4c: From LiC9H7 (20 mmol) and 2c (1.70 g, 3.98 mmol) prepared by tosylation of (S)-(-)-2-amino-3-phenyl-1-propanol, chromatography (silica-60, ethyl acetate/hexanes 1/3).
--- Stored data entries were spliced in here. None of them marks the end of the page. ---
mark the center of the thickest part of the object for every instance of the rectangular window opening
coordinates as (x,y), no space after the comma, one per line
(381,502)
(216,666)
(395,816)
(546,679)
The product was further purified by recrystallization from warm ethyl acetate/hexanes (1/10) (1.34g, 79 %). [alpha]D: +23.3 (c = 0.37, CHCl3); (Found; C, 74.38; H, 6.42; N, 3.72; S, 7.95. C25H25NO2S requires C, 74.41; H, 6.24; N, 3.47; S, 7.94). dH (CDCl3) 2.21 (s, 3H, CH3), 2.57 (dd, 1H, 2J = 14.4 Hz, 3J = 7.9 Hz, NCHCHa), 2.65 (dd, 1H, 2J = 14.4 Hz, 3J = 5.9 Hz, NCHCHb), 2.81 (dd, 1H, 2J = 13.7 Hz, 3J 6.9 Hz, C6H5CHa), 2.89 (dd, 1H, 2J 13.7 Hz, 3J 5.7 Hz, C6H5CHb), 3.11 (d, 2H, J 6.5 Hz, 2H, CH2(indene)), 3.58 (m, 1H, NCH), 4.35 (br, 1H, NH), 6.09 (s, 1H, CH(indene)), 6.84-7.41 (m, 13H); dC (CDCl3) 21.5 (CH3), 33.2 (C6H5CH2), 37.9 (CH2(indene)), 41.8 (NCHCH2), 53.7 (NCH), 119.1, 123.8, 124.8, 12 6.2, 126.7, 128.7, 129.1, 129.3, 129.7, 131.4, 140.2, 142.9, 144.3.